En primer lugar, hay que tener en cuenta que los precios de mercado van incorporando las expectativas del momento sobre las diferentes variables macroeconómicas. Por ello mismo, muchas veces resulta tanto o más importante analizar un dato en sí mismo que comprender cómo fue el indicador económico en comparación con las expectativas que existían sobre él. Las sorpresas, en un sentido u otro, son las que tienen mayor influencia sobre el mercado de monedas.
Uno de los principales factores que afecta a una divisa es la tasa de interés en su país de origen: mayores tipos implican que las inversiones en esa moneda son más rentables, lo cual genera presión compradora y aumentos sobre ella. Por eso, cuando existen señales de posibles aumentos de tasas, así como incrementos concretos, éste suele ser un factor que la favorece.
Las variables que muestran mayor crecimiento económico, como los datos favorables de empleo, la producción industrial, las ventas minoristas, la confianza del consumidor, la actividad inmobiliaria o las compras de bienes durables, suelen tener un efecto positivo sobre el valor de una divisa. ¿Por qué? En primer lugar, porque un mayor crecimiento económico implica mejores oportunidades de inversión en ese país. Pero también, porque los buenos indicadores de actividad generan mayores oportunidades de que se produzca una subida en los tipos.
Por ejemplo, una balanza comercial deficitaria, puede ser señal de una futura depreciación de la moneda en cuestión. Si está importando mucho más de lo que exporta, las empresas locales están vendiéndola para comprar la de un estado extranjero. De esta manera, al pagar las importaciones, la presión vendedora a largo plazo tiende a depreciar la moneda local. Además, es muy habitual que se produzcan presiones por parte de las compañías o los trabajadores para disminuir el déficit de balanza comercial, con lo cual aumentan las probabilidades de que el gobierno en cuestión tome medidas que tiendan a devaluarla para ganar competitividad en los mercados internacionales.
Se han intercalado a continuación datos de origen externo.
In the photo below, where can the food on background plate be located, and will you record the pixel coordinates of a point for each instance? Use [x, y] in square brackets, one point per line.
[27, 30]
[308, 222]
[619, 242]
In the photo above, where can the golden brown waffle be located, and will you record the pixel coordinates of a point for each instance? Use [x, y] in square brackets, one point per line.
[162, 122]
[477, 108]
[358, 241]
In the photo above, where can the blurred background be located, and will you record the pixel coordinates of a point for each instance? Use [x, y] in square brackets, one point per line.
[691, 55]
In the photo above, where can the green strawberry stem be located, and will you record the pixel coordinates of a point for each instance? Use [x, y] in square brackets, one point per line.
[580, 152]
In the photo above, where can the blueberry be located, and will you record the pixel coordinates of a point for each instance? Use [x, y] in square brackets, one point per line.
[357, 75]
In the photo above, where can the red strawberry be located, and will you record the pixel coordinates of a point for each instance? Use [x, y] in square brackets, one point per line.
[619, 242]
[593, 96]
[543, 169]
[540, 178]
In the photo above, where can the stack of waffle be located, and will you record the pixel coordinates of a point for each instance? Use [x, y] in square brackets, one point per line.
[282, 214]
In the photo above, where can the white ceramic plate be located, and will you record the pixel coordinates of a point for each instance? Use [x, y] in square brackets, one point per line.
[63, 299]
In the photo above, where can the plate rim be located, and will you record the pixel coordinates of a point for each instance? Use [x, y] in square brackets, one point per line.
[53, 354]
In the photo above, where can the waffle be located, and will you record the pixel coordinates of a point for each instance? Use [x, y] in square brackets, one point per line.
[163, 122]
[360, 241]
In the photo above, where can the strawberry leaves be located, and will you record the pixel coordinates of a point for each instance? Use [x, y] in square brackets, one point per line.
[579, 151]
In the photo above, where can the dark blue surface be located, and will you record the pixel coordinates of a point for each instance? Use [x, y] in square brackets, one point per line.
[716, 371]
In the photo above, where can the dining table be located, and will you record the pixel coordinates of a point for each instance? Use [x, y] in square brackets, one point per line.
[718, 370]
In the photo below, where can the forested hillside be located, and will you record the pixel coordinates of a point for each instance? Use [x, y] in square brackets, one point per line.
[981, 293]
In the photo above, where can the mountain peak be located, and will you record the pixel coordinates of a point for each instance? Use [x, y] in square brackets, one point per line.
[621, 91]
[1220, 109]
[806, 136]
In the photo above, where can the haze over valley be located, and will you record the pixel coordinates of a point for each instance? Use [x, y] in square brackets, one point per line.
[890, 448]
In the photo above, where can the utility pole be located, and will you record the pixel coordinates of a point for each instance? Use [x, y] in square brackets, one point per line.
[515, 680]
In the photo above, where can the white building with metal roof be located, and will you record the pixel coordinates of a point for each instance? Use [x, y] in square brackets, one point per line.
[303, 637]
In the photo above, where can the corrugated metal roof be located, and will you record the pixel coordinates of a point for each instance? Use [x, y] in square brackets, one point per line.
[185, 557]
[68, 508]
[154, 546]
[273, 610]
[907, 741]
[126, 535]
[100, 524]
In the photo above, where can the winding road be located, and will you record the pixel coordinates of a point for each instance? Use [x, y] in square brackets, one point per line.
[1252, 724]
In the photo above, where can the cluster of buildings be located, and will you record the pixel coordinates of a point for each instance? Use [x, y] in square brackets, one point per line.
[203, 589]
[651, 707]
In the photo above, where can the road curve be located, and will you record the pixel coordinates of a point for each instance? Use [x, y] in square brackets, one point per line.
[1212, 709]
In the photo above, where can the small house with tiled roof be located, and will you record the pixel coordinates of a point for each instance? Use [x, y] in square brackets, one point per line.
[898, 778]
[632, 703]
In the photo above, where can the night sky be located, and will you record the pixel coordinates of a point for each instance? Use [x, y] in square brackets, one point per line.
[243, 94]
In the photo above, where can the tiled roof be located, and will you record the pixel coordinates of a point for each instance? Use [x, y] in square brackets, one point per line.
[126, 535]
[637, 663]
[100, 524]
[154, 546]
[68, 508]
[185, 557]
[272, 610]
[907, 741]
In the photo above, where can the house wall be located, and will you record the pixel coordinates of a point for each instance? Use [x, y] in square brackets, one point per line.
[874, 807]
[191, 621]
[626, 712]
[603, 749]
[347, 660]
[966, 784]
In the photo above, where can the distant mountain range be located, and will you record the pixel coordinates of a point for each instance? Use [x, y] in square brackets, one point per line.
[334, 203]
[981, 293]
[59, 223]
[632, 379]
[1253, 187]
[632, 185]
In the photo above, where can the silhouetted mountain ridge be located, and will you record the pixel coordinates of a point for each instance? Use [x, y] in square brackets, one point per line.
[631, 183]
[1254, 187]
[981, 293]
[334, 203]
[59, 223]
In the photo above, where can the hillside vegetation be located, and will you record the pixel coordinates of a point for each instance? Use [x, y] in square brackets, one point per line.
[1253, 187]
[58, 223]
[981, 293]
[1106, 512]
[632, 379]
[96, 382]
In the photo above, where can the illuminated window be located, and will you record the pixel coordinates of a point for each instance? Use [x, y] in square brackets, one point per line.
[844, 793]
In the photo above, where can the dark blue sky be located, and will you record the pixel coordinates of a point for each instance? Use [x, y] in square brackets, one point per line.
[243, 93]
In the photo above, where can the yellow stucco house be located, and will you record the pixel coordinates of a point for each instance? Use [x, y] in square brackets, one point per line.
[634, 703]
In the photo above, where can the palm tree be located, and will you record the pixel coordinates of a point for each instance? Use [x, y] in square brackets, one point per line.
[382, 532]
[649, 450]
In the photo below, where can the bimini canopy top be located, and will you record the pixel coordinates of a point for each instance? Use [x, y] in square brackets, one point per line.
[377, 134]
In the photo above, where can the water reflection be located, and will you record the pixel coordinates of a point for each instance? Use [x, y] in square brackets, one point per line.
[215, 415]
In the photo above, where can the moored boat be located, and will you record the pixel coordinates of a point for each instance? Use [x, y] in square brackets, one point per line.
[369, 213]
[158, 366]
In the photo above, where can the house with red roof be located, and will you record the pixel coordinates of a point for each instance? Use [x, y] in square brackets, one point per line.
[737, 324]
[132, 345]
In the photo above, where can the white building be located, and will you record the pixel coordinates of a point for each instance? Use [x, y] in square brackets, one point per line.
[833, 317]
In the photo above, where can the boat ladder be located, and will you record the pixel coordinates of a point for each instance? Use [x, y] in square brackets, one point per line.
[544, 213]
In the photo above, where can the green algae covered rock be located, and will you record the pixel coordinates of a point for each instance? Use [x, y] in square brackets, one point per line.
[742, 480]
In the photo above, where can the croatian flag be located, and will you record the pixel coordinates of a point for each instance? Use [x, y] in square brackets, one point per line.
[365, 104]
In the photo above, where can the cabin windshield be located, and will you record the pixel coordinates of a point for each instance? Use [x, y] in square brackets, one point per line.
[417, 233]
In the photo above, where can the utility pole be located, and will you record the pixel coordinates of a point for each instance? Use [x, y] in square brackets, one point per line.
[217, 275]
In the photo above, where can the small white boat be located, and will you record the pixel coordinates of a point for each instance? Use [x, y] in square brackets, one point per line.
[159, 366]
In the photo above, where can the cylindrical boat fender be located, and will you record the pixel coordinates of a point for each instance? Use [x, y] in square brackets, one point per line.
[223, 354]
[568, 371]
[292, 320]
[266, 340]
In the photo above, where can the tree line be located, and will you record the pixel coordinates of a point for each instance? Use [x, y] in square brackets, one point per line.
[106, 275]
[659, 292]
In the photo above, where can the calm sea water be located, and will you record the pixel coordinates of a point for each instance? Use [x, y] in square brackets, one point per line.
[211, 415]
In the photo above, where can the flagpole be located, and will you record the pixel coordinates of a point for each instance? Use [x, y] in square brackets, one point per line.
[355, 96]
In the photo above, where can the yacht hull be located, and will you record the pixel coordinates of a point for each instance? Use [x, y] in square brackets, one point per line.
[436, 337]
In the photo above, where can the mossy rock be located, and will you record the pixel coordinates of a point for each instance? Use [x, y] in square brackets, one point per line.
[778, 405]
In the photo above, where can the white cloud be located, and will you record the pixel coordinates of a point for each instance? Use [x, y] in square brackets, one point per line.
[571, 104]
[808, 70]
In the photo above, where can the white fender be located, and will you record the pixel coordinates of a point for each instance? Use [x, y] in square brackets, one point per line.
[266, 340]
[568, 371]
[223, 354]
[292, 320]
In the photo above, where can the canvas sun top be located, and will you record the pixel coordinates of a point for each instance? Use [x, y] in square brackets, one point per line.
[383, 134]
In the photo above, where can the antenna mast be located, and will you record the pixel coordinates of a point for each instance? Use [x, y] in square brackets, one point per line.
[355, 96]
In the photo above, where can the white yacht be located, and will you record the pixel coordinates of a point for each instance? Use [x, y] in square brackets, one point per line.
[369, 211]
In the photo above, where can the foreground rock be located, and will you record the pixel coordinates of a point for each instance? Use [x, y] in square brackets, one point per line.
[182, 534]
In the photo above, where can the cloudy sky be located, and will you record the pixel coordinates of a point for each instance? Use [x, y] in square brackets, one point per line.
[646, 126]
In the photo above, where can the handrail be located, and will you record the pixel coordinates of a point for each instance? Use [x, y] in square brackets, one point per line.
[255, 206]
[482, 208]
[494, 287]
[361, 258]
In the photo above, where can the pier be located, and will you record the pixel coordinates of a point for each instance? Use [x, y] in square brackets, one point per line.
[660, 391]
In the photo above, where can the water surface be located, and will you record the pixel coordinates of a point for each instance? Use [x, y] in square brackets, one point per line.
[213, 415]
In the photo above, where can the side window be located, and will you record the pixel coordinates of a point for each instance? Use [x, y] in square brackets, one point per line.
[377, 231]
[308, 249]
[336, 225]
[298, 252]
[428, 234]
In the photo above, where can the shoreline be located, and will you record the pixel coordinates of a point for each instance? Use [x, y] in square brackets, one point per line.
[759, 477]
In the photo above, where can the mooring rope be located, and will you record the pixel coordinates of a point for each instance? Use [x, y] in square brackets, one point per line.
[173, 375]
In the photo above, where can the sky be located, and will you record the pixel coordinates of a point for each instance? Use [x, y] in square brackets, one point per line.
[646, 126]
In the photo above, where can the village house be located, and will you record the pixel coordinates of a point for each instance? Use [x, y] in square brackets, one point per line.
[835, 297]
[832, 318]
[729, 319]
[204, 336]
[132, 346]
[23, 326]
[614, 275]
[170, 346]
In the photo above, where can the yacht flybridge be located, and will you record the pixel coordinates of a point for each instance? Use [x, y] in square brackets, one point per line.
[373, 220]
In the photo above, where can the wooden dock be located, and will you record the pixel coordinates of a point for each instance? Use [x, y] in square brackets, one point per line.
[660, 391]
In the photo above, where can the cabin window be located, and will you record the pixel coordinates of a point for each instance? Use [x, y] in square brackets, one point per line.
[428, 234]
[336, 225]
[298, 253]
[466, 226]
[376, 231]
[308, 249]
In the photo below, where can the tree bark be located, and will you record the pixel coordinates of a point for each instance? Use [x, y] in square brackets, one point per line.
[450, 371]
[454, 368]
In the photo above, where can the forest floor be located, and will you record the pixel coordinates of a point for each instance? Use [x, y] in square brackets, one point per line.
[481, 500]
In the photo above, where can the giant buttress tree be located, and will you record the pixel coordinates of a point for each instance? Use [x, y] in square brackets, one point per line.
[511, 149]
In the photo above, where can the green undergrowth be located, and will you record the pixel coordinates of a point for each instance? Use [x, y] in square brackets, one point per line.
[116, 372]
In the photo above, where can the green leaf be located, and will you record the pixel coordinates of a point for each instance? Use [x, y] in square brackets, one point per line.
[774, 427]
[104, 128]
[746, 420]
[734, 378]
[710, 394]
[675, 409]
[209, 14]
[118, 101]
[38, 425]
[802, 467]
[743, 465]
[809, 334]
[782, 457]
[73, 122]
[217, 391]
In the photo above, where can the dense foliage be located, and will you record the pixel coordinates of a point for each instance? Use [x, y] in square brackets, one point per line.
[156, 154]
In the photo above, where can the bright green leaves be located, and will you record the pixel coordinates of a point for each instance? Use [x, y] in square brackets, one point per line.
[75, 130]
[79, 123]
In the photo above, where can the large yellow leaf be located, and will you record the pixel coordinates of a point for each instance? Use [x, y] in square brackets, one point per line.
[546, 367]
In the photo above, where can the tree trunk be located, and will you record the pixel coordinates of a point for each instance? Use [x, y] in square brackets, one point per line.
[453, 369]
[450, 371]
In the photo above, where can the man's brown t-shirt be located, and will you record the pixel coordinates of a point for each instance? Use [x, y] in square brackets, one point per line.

Por otro lado, los datos de inflación suelen ser un poco más engañosos y requieren de un análisis más sofisticado de cada situación en particular. Si no hay perspectivas de aumentos de tasas de interés, un índice de precios al consumidor elevado genera pérdida de competitividad de las firmas locales, lo que implica mayores presiones para que caiga la moneda y recuperar así las ventajas perdidas. Además, si el aumento de la inflación se da en una economía que está experimentando altos niveles de crecimiento económico, puede generar el incentivo contrario: presiones para aumentar el valor de la moneda.
En los casos en los que la inflación es alta y el crecimiento económico también, las autoridades monetarias pueden ser propensas a incrementar las tasas de interés para evitar un recalentamiento de la economía, con lo cual un elevado dato de inflación puede terminar generando una apreciación de la moneda en ese país.